17:09:38 LogCook: Display: [CookWorker 2]: Cooked packages 944 Packages Remain 596 Total 1540

17:09:38 LogCook: Display: [CookWorker 2]: Cook Diagnostics: OpenFileHandles=5033, VirtualMemory=11177MiB, VirtualMemoryAvailable=193902MiB

17:09:38 LogCook: Display: [CookWorker 2]: Cooked packages 960 Packages Remain 580 Total 1540

17:09:43 LogCook: Error: CookWorkerCrash: CookWorker 2 failed to read from socket with description: Connection terminated. we will shutdown the remote process. Assigned packages will be returned to the director.

What I don’t get is how the bLoggedErrorMessage get to true if all the “Log messages written after communication loss” don’t have any Error log category that would make TryParseLogCategoryVerbosityMessage set the Verbosity to Error.

> However we don’t want to really fail the cook

Failing the cook when a CookWorker crashes is by design, to avoid the case where something is wrong with the cooked build but we didn’t log an error so a bad build gets released to QA or endusers. It would take some significant extra code to guarantee that the cook is 100% valid after a CookWorker crash; it is possible that some partially completed messages leaked through to the director before the crash, and to make it guaranteed valid we would have to add some message handling to mark all of those messages and undo them after a crash, before reassigning the package save to a new worker. Since this is a failure case that we want to avoid anyway, rather than implementing that extra code we chose to flag it as an error, and we prioritize fixing crashes on CookWorkers with the same priority as a crash on the CookDirector.
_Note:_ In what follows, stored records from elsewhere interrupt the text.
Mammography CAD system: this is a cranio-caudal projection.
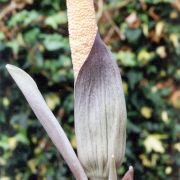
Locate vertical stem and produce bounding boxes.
[67,0,97,78]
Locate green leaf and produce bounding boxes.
[116,51,137,67]
[45,12,67,29]
[125,28,142,43]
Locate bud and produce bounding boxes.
[75,33,126,179]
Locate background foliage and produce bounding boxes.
[0,0,180,180]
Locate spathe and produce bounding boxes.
[6,64,87,180]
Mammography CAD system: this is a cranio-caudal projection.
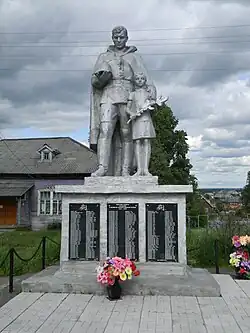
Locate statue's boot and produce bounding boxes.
[122,141,133,177]
[91,139,111,177]
[91,165,107,177]
[143,140,152,176]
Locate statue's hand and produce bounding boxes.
[96,71,112,84]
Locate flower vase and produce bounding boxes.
[107,279,122,300]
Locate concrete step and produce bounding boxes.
[22,261,220,297]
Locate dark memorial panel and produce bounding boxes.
[107,204,139,260]
[69,203,100,260]
[146,204,178,261]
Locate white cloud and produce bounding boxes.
[0,0,250,186]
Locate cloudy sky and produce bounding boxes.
[0,0,250,187]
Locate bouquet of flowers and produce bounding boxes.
[229,235,250,279]
[96,257,140,286]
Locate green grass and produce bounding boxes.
[0,230,61,276]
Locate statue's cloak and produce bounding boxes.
[89,45,156,176]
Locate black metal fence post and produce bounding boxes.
[214,239,220,274]
[9,249,15,293]
[42,236,46,270]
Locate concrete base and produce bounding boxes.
[22,261,220,297]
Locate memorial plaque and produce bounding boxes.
[146,204,178,262]
[69,203,100,260]
[107,204,139,260]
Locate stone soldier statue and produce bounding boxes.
[89,26,156,177]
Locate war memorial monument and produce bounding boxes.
[22,26,220,296]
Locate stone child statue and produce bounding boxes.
[89,26,156,177]
[127,73,156,176]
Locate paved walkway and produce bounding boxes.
[0,275,250,333]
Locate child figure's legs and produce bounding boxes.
[134,139,144,176]
[142,139,152,176]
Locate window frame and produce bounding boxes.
[37,189,62,216]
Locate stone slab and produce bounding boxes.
[0,290,250,333]
[84,176,158,187]
[22,262,220,297]
[55,183,193,195]
[60,191,187,264]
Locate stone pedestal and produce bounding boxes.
[22,177,220,297]
[55,177,192,265]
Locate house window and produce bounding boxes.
[41,150,52,162]
[43,151,50,160]
[52,192,62,215]
[38,191,62,215]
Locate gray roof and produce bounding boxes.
[0,179,34,197]
[0,137,97,175]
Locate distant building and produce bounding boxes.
[0,137,97,230]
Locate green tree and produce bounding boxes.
[150,105,194,185]
[150,105,205,224]
[241,171,250,212]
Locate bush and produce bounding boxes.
[187,216,250,268]
[0,231,60,275]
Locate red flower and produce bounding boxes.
[242,251,249,260]
[240,268,247,274]
[134,271,140,276]
[131,262,136,272]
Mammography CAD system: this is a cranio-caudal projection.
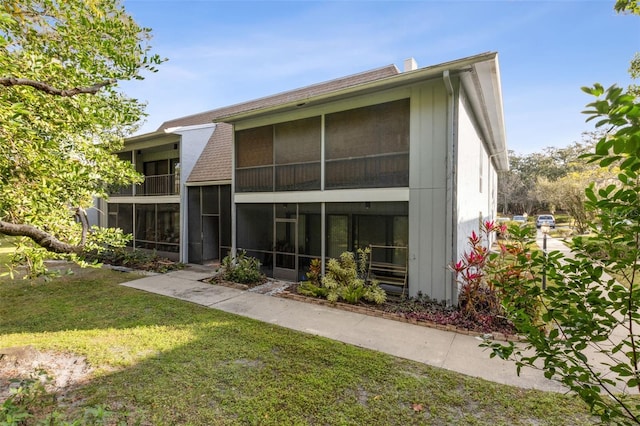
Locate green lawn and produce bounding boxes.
[0,264,595,425]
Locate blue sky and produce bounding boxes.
[123,0,640,154]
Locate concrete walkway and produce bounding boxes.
[122,266,566,392]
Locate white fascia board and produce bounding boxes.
[233,188,409,204]
[106,195,180,204]
[461,55,509,171]
[164,123,216,134]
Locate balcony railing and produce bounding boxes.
[111,174,180,196]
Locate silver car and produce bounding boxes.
[536,214,556,229]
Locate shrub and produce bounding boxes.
[298,259,329,297]
[450,222,541,332]
[322,248,387,305]
[218,250,267,284]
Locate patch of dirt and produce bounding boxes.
[0,346,92,402]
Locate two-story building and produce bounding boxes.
[101,53,508,303]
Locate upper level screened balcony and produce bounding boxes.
[110,143,180,197]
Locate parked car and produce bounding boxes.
[512,215,527,223]
[536,214,556,229]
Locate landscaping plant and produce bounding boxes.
[322,248,387,305]
[298,259,328,297]
[218,250,266,284]
[450,221,539,332]
[487,85,640,424]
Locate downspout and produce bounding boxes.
[442,70,458,305]
[231,124,238,259]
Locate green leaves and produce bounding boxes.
[0,0,162,274]
[490,84,640,424]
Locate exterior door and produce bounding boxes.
[273,219,298,281]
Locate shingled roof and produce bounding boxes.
[175,65,399,183]
[158,65,400,130]
[187,123,233,182]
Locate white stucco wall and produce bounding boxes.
[455,90,497,259]
[171,124,216,184]
[171,124,216,263]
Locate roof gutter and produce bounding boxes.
[213,52,496,123]
[442,70,458,305]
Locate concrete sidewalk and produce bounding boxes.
[122,266,566,392]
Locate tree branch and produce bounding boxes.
[0,220,82,253]
[0,77,116,97]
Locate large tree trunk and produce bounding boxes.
[0,220,82,253]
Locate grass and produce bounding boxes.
[0,270,595,425]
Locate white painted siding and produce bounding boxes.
[409,80,448,300]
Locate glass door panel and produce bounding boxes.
[273,219,296,281]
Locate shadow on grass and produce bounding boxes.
[0,271,591,425]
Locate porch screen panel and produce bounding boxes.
[187,186,202,263]
[118,203,133,234]
[275,117,321,191]
[235,126,273,192]
[325,99,409,189]
[202,186,219,214]
[236,204,274,276]
[157,204,180,253]
[134,204,156,249]
[220,185,231,251]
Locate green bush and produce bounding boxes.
[322,249,387,305]
[218,250,266,284]
[298,259,329,298]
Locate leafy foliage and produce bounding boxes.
[488,84,640,424]
[215,250,266,284]
[0,0,162,275]
[322,248,387,304]
[450,222,539,331]
[298,259,329,297]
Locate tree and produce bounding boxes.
[534,132,617,233]
[488,84,640,424]
[0,0,162,276]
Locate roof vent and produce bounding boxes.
[404,58,418,72]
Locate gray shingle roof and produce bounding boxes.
[187,123,233,182]
[170,65,399,182]
[158,65,399,130]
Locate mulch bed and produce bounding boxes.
[207,278,521,341]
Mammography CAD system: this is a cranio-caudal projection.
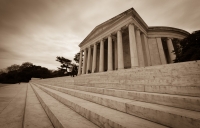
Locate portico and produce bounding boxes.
[78,8,189,75]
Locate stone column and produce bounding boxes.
[136,28,145,67]
[117,30,124,69]
[114,39,118,70]
[86,46,91,74]
[82,48,87,74]
[167,38,176,63]
[141,33,151,66]
[128,24,139,67]
[78,50,83,75]
[99,40,104,72]
[108,35,113,71]
[92,43,97,73]
[156,38,167,64]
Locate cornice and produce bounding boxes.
[79,8,148,47]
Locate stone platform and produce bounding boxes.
[0,61,200,128]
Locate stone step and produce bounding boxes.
[24,84,54,128]
[0,83,27,128]
[35,85,200,127]
[33,85,165,128]
[32,85,98,128]
[38,84,200,111]
[36,85,200,127]
[74,82,200,97]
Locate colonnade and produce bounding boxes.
[78,23,175,75]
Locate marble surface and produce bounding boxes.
[0,83,27,128]
[32,86,97,128]
[24,85,54,128]
[37,85,200,128]
[36,86,165,128]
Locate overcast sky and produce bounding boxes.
[0,0,200,69]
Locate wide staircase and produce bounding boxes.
[1,61,200,128]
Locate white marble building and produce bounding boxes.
[78,8,189,75]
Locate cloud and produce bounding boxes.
[0,0,200,69]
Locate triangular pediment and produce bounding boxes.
[79,8,147,47]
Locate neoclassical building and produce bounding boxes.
[78,8,189,75]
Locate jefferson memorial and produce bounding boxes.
[78,8,189,75]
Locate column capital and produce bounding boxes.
[99,38,105,43]
[135,27,141,32]
[167,37,173,40]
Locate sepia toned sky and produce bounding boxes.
[0,0,200,69]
I recommend that you keep that same strategy and diagnose and fix the crash rather than downgrading the severity of the error.
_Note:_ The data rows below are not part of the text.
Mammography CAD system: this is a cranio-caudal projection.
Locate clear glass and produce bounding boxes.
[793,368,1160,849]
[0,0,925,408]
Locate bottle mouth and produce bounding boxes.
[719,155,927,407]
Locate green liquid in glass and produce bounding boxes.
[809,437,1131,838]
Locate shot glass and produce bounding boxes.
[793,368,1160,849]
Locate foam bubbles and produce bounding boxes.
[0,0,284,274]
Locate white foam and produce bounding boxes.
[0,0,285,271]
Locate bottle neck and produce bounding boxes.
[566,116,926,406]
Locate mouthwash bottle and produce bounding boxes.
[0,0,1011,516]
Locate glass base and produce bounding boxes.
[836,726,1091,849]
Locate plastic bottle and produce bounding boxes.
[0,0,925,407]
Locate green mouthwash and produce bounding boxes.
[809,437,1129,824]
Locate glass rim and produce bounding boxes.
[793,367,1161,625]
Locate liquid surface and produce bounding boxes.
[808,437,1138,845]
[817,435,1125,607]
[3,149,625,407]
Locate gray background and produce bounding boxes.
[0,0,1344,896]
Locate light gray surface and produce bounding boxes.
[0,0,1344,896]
If you want to proceed with it anyway, you will need to change the code in two places, both of which are in SendCrashDiagnostics function that you were looking at.
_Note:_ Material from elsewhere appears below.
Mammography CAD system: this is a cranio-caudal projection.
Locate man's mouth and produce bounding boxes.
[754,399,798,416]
The first block allows messages that were logged as Errors on the crashing client before it crashed to be logged as errors on the director as well. The code currently downgrades Fatal severity to Error severity; you will additionally need to downgrade Error severity to Warning or lower:

			// Downgrade Fatals in our local verbosity from Fatal to Error to avoid crashing the CookDirector
			if (Verbosity == ELogVerbosity::Fatal)
			{
				Verbosity = ELogVerbosity::Error;
			}
// NEW CODE
			// Do not log an error even if errors were reported by the CooKWorker when it crashed.
			if (Verbosity == ELogVerbosity::Error)
			{
				Verbosity = ELogVerbosity::Warning;
			}
// END NEW CODE
			bLoggedErrorMessage |= Verbosity == ELogVerbosity::Error;

The second block is at the bottom of FCookWorkerServer::SendCrashDiagnostics. The use of the variable bLoggedErrorMessage currently is so that we always ensure that we have log an error and forced the cook to fail due to the crash. If the error came already from an error logged on the CookWorker, then we are done and don’t need to log an additional error. But if the cookworker did not send us a logmessage with severity error, then we log our CrashDiagnostic message at severity Error to force the presence of an Error message. You do not want this behavior, so you can turn off the code in that block that reads bLoggedErrorMessage:

// NEW CODE
                // We do not want to force an error log message; always log the CrashDiagnosticsError at Warning severity.
               (void) bLoggedErrorMessage; // We no longer use this variable
// Commented-out Epic's original code:
//		if (!bLoggedErrorMessage)
//		{
//			UE_LOG(LogCook, Error, TEXT("%s"), *CrashDiagnosticsError);
//		}
//		else
// END NEW CODE
		{
			// When we already logged an error from the crashed worker, log the what-went-wrong as a warning rather
			// than an error, to avoid making it seem like a separate issue.
			UE_LOG(LogCook, Warning, TEXT("%s"), *CrashDiagnosticsError);
		}

Hi Matt, thanks for the detailed answer. We ended up doing the second change only, since we want to fail the cook if the CookWorker logged an error, and not fail the cook if no error where logged by the CookWorker (if (!bLoggedErrorMessage)) and so we log the CrashDiagnosticsError as a warning instead (as you new code suggests). Thanks.